Rezension

Einblicke in das Seelenleben eines besonderen Menschen

Anton Reiser - Karl Philipp Moritz

Anton Reiser
von Karl Philipp Moritz

Bewertet mit 4 Sternen

Moritz beschreibt das Leben seines alter Egos Anton Reiser von früher Kindheit an bis ins junge Erwachsenenalter.

Anton wuchs in ärmlichen Verhältnissen in einer pietistische geprägten Arbeiterfamilie auf. Hier erfuhr er Erniedrigungen, Demütigungen und Vernachlässigung durch seine Eltern. Sein sehnlichster Wunsch ist es, auf das Gymnasium gehen zu können und Romane lesen zu dürfen. Seine Eltern können sich dies jedoch nicht leisten und so wird er zunächst zu einem Hutmacher in die Lehre geschickt. Jedoch ist Anton dabei nicht glücklich. Durch Zufall gerät er in die Gunst des Prinzen, der ihm den Besuch des Gymnasiums ermöglicht. Immer wieder empfindet Reiser Scham für seinen niedrigen Stand, immer wieder fällt er durch sein Aussehen bei den reichen Kindern auf und schließlich verschanzt er sich in seine Romane und lässt seine reiche Phantasie ausschweifen. Geschickt schildert Moritz dabei das psychologische Innenleben und die Identitätsschwankungen seines Protagonisten. Einer der großen Träume Reisers ist es Schauspieler zu werden. Bis zuletzt lässt der Autor es offen, was aus dem hochempfindlichen, hochbegabten Anton Reiser wird. Und immer wieder versucht er heimlich Erziehungstipps zu geben und die absolutistische Gesellschaft zu kritisieren. Desweiteren wird auch geschildert, was vermehrte Romanlektüre und das Lesen für einen wahren Buchliebhaber bedeuten kann.

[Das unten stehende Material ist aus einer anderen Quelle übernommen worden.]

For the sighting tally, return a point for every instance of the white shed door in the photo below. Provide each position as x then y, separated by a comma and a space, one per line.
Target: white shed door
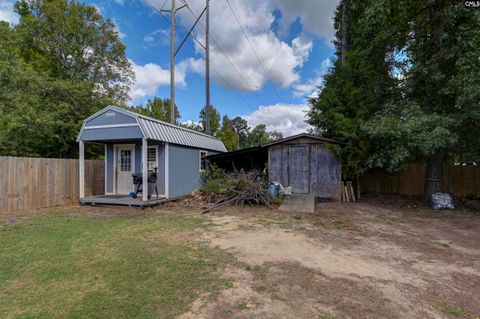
125, 168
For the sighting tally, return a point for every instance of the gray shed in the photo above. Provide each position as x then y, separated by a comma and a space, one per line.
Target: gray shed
139, 144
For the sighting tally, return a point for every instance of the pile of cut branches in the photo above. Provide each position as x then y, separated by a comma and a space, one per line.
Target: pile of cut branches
236, 188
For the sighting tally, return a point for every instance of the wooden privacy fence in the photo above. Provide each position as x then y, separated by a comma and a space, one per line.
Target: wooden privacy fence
29, 183
460, 181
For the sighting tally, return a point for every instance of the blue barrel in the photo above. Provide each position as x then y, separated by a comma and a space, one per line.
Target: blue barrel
273, 190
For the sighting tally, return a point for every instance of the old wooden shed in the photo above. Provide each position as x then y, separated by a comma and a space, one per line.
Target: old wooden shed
301, 161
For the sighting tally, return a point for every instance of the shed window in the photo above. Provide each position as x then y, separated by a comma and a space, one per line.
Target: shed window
152, 158
203, 161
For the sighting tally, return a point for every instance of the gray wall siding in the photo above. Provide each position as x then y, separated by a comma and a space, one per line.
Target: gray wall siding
184, 174
109, 167
112, 118
109, 134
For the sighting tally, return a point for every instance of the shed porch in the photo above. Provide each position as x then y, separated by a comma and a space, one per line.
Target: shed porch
122, 200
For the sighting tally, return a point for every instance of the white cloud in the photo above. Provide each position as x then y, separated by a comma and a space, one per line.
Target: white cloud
312, 86
157, 37
7, 13
282, 60
150, 77
316, 16
288, 119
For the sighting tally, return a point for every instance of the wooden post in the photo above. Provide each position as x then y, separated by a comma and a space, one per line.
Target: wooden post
81, 169
144, 170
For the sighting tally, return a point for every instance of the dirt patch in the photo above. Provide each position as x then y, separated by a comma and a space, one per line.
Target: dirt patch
362, 260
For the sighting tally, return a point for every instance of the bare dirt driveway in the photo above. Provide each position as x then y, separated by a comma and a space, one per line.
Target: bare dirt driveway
364, 260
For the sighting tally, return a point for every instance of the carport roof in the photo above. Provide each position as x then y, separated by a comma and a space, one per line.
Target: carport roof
154, 129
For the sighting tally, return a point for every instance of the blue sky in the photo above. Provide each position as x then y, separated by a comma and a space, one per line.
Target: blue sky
291, 38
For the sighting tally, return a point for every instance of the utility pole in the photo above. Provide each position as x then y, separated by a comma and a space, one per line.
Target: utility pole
172, 64
207, 68
344, 31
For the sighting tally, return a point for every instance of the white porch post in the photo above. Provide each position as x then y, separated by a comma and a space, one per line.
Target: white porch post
167, 168
81, 169
144, 170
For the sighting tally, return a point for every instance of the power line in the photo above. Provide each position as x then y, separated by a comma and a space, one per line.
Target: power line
228, 59
255, 52
198, 41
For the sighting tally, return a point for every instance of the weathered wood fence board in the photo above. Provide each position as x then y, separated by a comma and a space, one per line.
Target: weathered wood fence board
461, 181
29, 183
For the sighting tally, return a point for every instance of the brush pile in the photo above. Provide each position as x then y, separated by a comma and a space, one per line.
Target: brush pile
236, 188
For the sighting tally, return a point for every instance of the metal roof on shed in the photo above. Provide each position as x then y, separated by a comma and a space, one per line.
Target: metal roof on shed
154, 129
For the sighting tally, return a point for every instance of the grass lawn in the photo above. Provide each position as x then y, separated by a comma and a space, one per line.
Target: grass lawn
62, 266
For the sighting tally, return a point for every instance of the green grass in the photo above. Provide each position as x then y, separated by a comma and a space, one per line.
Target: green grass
84, 267
450, 311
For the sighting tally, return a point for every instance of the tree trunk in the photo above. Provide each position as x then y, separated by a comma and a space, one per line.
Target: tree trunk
434, 178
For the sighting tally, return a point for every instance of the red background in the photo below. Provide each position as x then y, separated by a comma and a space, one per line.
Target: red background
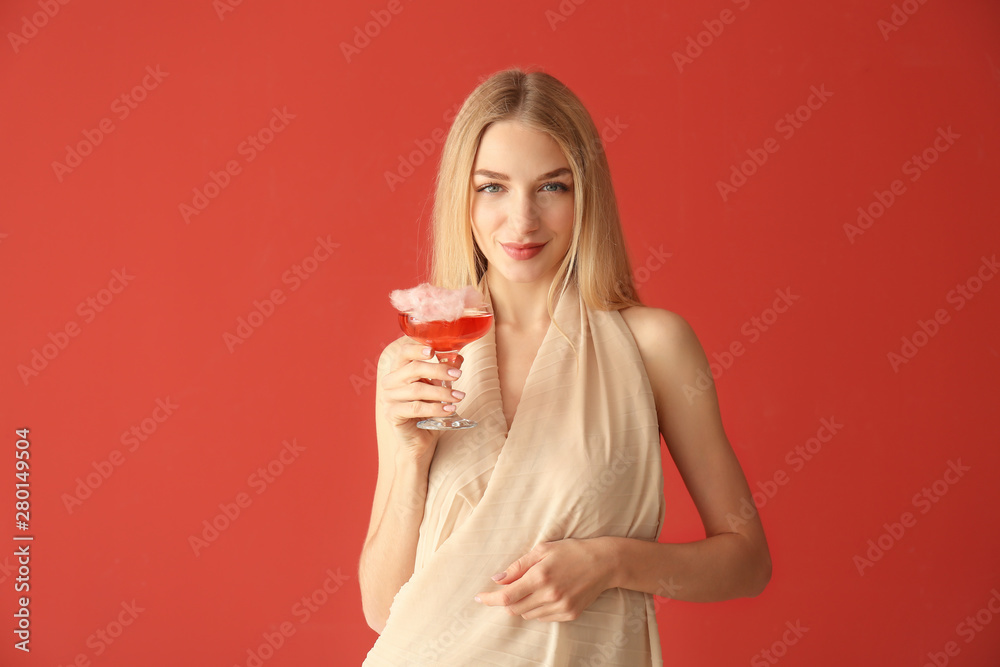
305, 373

Ein ca. 500-seitiges Buch, das den Kampf eines intelligenten, hochbegabten Jungen aus ärmlichen, bildungsfernen Verhältnissen zu seinem Recht auf Bildung und gesellschaftliches Emporarbeiten unverschönt schildert. Zwischendurch ist es manchmal etwas langatmig, aber es spannend die Entwicklung Reiser zu verfolgen.